# help on kh and gh?



## croatian2 (Mar 17, 2011)

Hi .
I have tested my tank and the kh is about6-7 drops and my gh is 7 drops.
So my question is ,is each drop a degree?
If that was the case with the chart below,does it mean my tank is 6-11(100 - 200 ppm)?????
GH & KH RANGE - Aquarium Life
0°-3° (0-50 ppm) discus, arowanas, elephantnose, neons, cardinals, live plants

3°-6° (50-100 ppm) Most tropical fish including angelfish, cichlids, tetras, botia, live plants

6°-11° (100-200 ppm) Most tropical fish including swordtails, guppies, mollies, goldfish

11°-22° (200-400 ppm) Rift lake cichlids, goldfish, brackish water fish

The chart that came with my liquid test kit is a little confusing.


----------



## jrman83 (Jul 9, 2010)

It does mean each drop = 1 degree.

Don't worry about the list of recommended fish. Unless you are going to have something like Discus, nearly all fish can thrive outside what they would call their preferred range. Whenever you bring a new fish to your tank just take the time to properly acclimate it and it should do just fine. People drive themselves crazy over these lists and it's usually when they start to mess with things to try and get their tanks "just right" that something is done wrong and endangers the fish, if not kill it.


----------



## Gizmo (Dec 6, 2010)

Agreed. I have the exact same levels - 6-8 degrees KH, 7-9 degrees GH, in drops. My fish have been alive and thriving in that environment for years.

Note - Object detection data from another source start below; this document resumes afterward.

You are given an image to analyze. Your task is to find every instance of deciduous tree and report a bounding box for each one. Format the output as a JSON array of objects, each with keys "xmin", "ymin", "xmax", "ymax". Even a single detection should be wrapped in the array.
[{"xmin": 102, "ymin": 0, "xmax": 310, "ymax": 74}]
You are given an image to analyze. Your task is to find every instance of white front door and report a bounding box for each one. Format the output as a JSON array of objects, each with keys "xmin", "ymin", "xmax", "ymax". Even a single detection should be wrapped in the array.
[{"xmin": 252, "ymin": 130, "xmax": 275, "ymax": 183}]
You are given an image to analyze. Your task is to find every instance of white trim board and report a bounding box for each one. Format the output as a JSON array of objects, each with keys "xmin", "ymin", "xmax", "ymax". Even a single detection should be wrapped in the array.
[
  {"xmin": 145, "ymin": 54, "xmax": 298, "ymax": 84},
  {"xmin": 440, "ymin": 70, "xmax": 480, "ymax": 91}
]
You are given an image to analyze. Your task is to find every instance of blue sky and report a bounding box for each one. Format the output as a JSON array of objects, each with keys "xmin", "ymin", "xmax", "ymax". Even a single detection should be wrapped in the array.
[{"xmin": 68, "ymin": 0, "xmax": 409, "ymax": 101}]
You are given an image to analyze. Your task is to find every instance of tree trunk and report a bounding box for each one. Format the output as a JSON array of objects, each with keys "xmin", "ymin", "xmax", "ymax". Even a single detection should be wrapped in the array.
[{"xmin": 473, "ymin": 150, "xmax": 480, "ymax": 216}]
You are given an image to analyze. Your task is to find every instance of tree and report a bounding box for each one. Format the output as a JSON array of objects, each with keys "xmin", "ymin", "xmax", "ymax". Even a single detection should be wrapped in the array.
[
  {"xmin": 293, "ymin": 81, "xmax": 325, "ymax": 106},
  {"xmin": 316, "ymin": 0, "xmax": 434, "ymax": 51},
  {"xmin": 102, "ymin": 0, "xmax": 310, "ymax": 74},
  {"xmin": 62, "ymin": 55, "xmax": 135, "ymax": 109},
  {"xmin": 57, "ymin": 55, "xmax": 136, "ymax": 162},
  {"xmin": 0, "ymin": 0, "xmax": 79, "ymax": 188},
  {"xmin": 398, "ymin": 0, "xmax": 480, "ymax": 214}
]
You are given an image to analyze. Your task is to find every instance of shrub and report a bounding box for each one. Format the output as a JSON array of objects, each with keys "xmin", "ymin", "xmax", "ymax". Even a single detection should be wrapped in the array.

The only time I would worry about hardness and alkalinity is when you have live plants, because over time they will soften the water by removing carbon and other minerals. Things like Grumpy's GH booster, available from Rex Grigg's dry fertilizer website, can replenish GH, but without live plants such a booster is completely useless. With that being said, I have a TON of plants in my tank and regular 30% weekly PWC's keep my KH and GH stabilized.


----------